Eu mesmo já o disse em certos momentos e sei que não é uma afirmação de todo mentirosa. Temos sim um povo ignorante, repetindo infinitamente os mesmos erros, elegendo infinitamente os mesmos erros, sendo sempre massa de manobra. A culpa é do povo brasileiro, inteiramente do povo brasileiro.

Não podemos, porém, cair no velho erro de pensar que não somos parte desse povo, dessa ignorância gritante e alastrada. E este é a grande falha daqueles que proferem aquela frase tão verdadeira: imaginam-se alheios aos problemas, isentos de culpa, “os iluminados”, únicos competentes para enxergar a realidade nacional. Lavam as mãos e desdenham do povo, do povo ignorante a que pertencem, repetindo a tolice do “eu avisei, devias ter-me escutado”.

Ao meu ver, são estes os mais tolos. Os que se vêem tão melhores que o restante, tão mais educados e letrados, tão mais espertos e críticos, tão mais capazes de definir os rumos da nação. Será mesmo que são capazes? Não acredito nisso.

Mas lá vem eles outra vez, achando-se superiores, únicos capazes de fazer a diferença, um verdadeiro protesto, de fazer o melhor para o país. E cada vez que o dizem, vejo despontar, tímida mas forte, uma vontade de não deixar que o povo, esse povo tão burro, decida o rumo do país, uma vontade de deixar aos letrados, aos escolados, aos que possuem senso crítico, ou seja, pra eles próprios (na cabeça deles, é claro), as rédeas do país.

No fundo, acham-se os únicos capazes de governar o Brasil.
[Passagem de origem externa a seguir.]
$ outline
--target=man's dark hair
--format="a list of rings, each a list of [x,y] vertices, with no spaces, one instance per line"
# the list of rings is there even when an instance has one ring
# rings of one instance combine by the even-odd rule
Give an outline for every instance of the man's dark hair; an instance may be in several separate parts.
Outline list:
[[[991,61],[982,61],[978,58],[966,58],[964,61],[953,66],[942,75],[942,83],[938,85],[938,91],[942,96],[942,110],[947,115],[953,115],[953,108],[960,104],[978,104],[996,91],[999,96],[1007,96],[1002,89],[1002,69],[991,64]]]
Não nos esqueçamos, no entanto, do passado. Já houve um tempo em que um grupo disse o mesmo que eles agora dizem: que o povo não era capaz de definir o que será do país, que a maioria da população escolhe mal, que a segurança nacional não pode ficar nas mãos ignorantes do povo. Não nos esqueçamos de 64.

Da próxima vez que pensemos em dizer que o povo é ignorante, lembremo-nos que somos parte desse povo, que é nosso dever findar a ignorância e mostremos a todos que as ignorâncias, seja do rico ou do pobre, podem ser superadas. Basta lembrarmos que somos, enfim, um povo.